Claudia è figlia di due sordomuti, e fin da piccola ha dovuto confrontarsi con un mondo diverso dal “normale”, con la difficoltà di comunicare con persone che affrontavano la loro disabilità con una sorta di leggerezza “suo padre aveva scoperto che per tutta la vita era andato alla ricerca di un suo simile. Una persona che non voleva affrontare la disabilità con coraggio o dignità, ma con incoscienza”.
Claudia è figlia di immigrati, da New York, città che di anno in anno è cambiata non facendola più sentire a casa, quindi rimasta solo depositaria dei suoi ricordi di infanzia; si è trasferita con la famiglia nel sud Italia in un paesino lucano dove veniva etichettata come “la figlia della muta”.
Infine Claudia, in età adulta, è andata a vivere nella controversa Londra “chi abita in questa città sente sempre l’influsso di una torre oscura a distanza, di un’inquietudine aeriforme che si propaga da una fonte ignota…a giorni fa sentire posseduti, gravati da un peso schiacciante che àncora a terra, e si riverbera nelle ossa”.

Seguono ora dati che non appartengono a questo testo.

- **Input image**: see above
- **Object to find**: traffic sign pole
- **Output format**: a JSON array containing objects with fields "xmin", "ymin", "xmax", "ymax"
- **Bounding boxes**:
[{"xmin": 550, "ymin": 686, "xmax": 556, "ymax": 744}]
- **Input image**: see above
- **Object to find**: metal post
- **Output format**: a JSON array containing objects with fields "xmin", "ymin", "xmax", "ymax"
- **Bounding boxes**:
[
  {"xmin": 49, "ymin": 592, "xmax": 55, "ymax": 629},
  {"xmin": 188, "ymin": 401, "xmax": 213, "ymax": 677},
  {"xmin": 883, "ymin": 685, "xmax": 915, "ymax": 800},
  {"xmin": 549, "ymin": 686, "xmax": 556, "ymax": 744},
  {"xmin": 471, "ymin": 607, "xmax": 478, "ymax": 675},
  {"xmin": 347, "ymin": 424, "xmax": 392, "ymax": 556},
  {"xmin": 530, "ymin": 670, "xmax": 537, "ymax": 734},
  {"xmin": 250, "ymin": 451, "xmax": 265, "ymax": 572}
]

Tra le canzoni, i film e le serie tv degli anni ottantae le domande e le scoperte tipiche degli adolescenti, la protagonista cresce in un mondo in cui quello che la società definisce normale, diventa una disabilità all’interno della sua famiglia, in cui risulta complesso comunicare, perché il linguaggio e la parola paradossalmente si tramutano in limiti
Non so cosa ci sia nei miei genitori: so che io non ce l’ho. Ogni vantaggio l’ho conquistato e perso con il linguaggio….le parole non significano niente se non quando sono letterali e ogni altro residuo è una perdita di tempo e senso: la vita si seduce in silenzio, si ipnotizza, e tutto il resto è un fallimento… a volte ci siamo fatti malissimo, ma lo sforzo è stato capirsi.
Al tempo stesso le rimane difficile vivere all’interno della società, cercando di imporsi per le proprie capacità e non per il senso di pietà o compassione che le sue origini possono suscitare negli altri.
Approfondimento
La particolarità di questo romanzo sta nel come la diversità, e l’estraneità che ne deriva, vengono non tanto spiegate o analizzate, ma piuttosto raccontate: dal momento che è estremamente difficile far capire certe situazioni e certi sentimenti, solo descrivendoli con un linguaggio chiaro e pulito si riesce a creare empatia con il lettore. Così l’autrice racconta della difficoltà di sua madre nel guardare Sanremo, su come apprezzasse di più le canzoni con testi impegnati, perché lei solo quelli riusciva a capire; su come dovrebbero migliorare i sottotitoli dei film per tentare di riprodurre i rumori anche con dei caratteri particolari o con delle forme grafiche; su quanto siano rari i concerti con una Deaf Zone; o su come l’ironia sia qualcosa di non comprensibile per chi non conosce l’uso della parola.
Claudia non è come lo straniero di Camus, non ha come lui “i fantasmi in rivolta a fargli compagnia”; lei è una straniera consapevole, che ha saputo analizzare ogni aspetto della sua vita ed è stata in grado di raccontarlo con estrema sensibilità e delicatezza.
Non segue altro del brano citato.